Le kazoku du nouveau régime est converti à ce qu’il croit être le progrès ; il se bâtit à Yeddo une maison en briques, revêtue d’une couche de chaux blanche, avec persiennes vertes, bref en style de banlieue ; il a, s’il se peut, une voiture, s’habille chez le tailleur européen du port voisin, mange une cuisine européenne qu’il arrose de champagne, reçoit volontiers la visite d’un étranger, porte aux jours de cérémonie un costume analogue à celui de nos anciens sénateurs, n’est jamais plus heureux que quand il peut mêler à sa conservation un mot anglais, dépense enfin en fantaisies d’un goût moderne la pension que lui fait le trésor. Souvent aussi il est spéculateur : il se fait le bailleur de fonds de certaines entreprises commerciales où le plus souvent les bénéfices sont pour ses associés et son intendant et les pertes pour lui. Avec moins de dignité, que le précédent, il mène une existence aussi inutile. Quelques individus exceptionnels ont conservé une sorte d’énergie, adressent de temps à autre un mémoire à l’empereur ; c’est parmi eux qu’ont été pris quelques sénateurs ; on y a aussi rencontré des adversaires.
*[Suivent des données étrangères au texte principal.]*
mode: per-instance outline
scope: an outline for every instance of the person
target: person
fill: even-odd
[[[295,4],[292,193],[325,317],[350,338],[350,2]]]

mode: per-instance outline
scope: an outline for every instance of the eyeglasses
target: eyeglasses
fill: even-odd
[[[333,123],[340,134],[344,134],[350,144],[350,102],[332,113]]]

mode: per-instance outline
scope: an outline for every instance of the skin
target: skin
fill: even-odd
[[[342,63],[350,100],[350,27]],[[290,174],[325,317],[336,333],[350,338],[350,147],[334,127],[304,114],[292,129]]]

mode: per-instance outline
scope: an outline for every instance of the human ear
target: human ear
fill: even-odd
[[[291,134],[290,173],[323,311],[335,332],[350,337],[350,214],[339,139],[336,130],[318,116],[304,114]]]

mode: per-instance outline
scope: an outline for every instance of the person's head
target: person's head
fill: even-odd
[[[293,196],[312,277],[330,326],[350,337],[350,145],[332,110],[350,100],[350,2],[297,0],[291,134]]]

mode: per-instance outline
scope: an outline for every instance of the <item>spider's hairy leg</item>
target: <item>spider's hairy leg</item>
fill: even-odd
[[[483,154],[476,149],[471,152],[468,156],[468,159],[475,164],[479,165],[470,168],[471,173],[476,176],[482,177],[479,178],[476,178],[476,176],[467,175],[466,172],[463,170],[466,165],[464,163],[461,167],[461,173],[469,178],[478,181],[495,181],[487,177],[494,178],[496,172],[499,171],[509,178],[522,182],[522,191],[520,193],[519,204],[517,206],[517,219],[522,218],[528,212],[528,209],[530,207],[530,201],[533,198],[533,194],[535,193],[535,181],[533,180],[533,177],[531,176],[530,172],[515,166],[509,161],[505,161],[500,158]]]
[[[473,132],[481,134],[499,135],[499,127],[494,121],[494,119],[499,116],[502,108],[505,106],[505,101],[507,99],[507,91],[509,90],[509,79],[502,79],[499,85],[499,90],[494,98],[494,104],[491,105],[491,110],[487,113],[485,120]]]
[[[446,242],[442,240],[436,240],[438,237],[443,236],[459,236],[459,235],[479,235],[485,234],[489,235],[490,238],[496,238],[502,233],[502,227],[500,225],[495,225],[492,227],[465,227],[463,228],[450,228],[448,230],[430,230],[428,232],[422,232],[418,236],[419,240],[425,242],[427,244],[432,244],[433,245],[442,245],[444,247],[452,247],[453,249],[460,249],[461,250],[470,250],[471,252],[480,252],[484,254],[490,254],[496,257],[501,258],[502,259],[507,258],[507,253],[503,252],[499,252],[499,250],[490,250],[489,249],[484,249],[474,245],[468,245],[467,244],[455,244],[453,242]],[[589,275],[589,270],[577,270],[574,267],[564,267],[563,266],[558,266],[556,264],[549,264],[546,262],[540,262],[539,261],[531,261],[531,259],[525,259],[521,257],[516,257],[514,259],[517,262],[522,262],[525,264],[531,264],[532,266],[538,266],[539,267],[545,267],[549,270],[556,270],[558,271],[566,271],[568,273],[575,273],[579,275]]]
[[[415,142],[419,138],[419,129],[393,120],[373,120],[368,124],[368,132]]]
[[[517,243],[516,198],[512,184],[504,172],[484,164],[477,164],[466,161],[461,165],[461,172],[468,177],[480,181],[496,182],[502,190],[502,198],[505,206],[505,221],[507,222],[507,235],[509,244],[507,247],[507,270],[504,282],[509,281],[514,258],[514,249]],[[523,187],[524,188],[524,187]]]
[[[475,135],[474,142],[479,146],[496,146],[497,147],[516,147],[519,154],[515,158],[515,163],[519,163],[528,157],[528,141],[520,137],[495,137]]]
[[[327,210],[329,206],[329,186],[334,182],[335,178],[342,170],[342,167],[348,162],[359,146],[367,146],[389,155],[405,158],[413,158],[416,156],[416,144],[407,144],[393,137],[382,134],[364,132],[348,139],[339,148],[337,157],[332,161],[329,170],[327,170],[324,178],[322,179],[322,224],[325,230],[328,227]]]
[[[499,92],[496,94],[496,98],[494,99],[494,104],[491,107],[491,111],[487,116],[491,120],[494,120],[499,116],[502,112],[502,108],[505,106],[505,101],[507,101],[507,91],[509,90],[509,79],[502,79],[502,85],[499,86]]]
Parmi les shizoku, presque tous les hommes d’une valeur quelconque sont attachés au gouvernement ou occupés à le combattre. Les autres, au nombre de 60,000 environ, mènent une existence désœuvrée et improductive : ils sont un lourd fardeau qui pèse sur le peuple. La somme des connaissances va, il est vrai, se répandant dans cette classe ; c’est dans son sein que se recrutent les écoles de toute sorte, et les générations qui se préparent seront plus instruites que leurs aînées.